Silver Lake: Athol
Located near downtown Athol, this glacial kettlehole pond is an excellent place to watch for resident and migrating waterfowl. Mallard Ducks are common through the summer and are joined by Hooded Mergansers, Wood Ducks and an occasional specialty like Long-tailed Duck . While you’re there look for Great Blue and Green Herons, Belted Kingfisher, Eastern Kingbird and Eastern Phoebe. The area is excellent for car birding as a road circles the edge of the pond; about 2/3 of it is paved and open for public vehicles.
Branch Bridge: Athol – New Salem
The long causeway is over the “branch” of the Millers River which now makes up the Lake Rohunta complex. Lake Rohunta has sections named Eagleville and Partridgeville. Branch Bridge is located between White Pond Road in South Athol and Blackington Road in New Salem. From mid-March through late spring, and again in the fall, the area is visited by flocks of waterfowl. This is the local “best” waterfowl spot in the North Quabbin. Ring-necked ducks can number in the hundreds and are joined by Lesser and Greater Scaup, Common Goldeneye, Hooded and Common Mergansers, Bufflehead and Green-winged Teal. The unpaved causeway is good for car or wheelchair birding.
Barton’s Cove: Gill – Turners Falls
Described in the “Birdwatchers Guide to Western Mass,” this Valley birding hotspot is easily viewed from two locations. The first is off Route 2 between the DCR Public Boat Ramp (also a good viewing spot) and the Turners Falls Bridge. By exploring the neighborhood adjacent to the river you will easily find quiet streets and be able to see resting waterfowl during the spring and fall migration. Large numbers of Mallards, Black Ducks and Canada Geese are joined by Ring-necked Ducks, Lesser Scaup, Common Goldeneye, Bufflehead, Mute Swans, Common and Hooded Mergansers. In winter large flocks of gulls gather on the ice and the savvy observer may find among the Herring, Great Black-backed, and Ring-billed Gulls such specialties as Iceland, Glaucous, or Lesser Black-backed Gulls. The streets and boat ramp are good for both car and wheelchair birding.

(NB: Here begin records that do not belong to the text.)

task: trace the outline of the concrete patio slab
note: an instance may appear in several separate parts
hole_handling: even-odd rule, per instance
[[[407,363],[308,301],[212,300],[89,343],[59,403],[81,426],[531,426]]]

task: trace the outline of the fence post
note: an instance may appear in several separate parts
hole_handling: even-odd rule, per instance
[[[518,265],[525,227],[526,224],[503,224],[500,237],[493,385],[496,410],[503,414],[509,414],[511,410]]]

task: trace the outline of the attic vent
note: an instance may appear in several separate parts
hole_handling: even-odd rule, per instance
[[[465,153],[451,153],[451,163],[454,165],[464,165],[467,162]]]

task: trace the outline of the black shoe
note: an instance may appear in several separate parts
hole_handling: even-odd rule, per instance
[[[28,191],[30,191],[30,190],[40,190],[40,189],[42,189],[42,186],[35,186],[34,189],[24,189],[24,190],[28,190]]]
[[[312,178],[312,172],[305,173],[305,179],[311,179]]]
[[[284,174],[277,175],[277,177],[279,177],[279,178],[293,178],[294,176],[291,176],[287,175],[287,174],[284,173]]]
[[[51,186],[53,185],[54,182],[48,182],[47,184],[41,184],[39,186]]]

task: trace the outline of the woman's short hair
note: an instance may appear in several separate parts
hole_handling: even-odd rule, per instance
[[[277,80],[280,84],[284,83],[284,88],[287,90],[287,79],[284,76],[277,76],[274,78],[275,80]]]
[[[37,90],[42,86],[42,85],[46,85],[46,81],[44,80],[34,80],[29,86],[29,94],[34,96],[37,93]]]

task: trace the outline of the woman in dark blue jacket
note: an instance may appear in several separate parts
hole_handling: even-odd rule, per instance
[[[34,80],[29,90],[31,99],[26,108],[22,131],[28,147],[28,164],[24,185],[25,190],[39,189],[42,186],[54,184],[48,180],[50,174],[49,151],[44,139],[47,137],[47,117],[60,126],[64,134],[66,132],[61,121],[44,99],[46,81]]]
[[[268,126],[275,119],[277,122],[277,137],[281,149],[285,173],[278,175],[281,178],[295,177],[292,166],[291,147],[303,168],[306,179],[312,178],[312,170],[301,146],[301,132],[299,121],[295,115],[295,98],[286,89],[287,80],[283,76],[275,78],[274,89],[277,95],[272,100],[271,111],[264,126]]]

A special treat each spring is the return of the nesting Bald Eagles. A spotting scope is helpful in observing the birds across the cove. A stop at the Silvio Conte National Wildlife Refuge Discovery Center (just over the Turners Falls Bridge from Route 2) will allow you to view the Eagles’ nest on closed-circuit TV, and the Center’s accessible exhibits are not to be missed.
An additional stop at the Turners Falls Rod and Gun Club (watch for sign on left as you head for the airport from the Discovery Center) allows a view of a different section of the river and in addition to the species mentioned above is one of the best places to view Canvasback Ducks in migration. A Red-headed Woodpecker once spent several months there.
Quabbin Reservoir: New Salem – Petersham – Hardwick
Several of the many gates giving access to the reservoir are open for bicycling, and suitable for wheelchair birding. There is room for wheelchairs to get around the locked gates. Best birding gates are #29, #31, #35, #40, and #43. These are rich in wildlife from spring through fall, but are especially good for migrating Warblers, Thrushes, Flycatchers, Vireos, and other songbirds in April and May. At #35 ravens have nested for several years. If you can get as far as the open water of the reservoir (often half a mile or more), Common Loons, Horned Grebes, Scoters and Bald Eagles can be seen.
Other Accessible Sites
Several other accessible birding sites, for which directions and descriptions can be found in the “Birdwatchers Guide to Western Mass,” include the “Canal” at Turners Falls, The University of Massachusetts Campus Pond in Amherst, and Quabbin Park in Belchertown.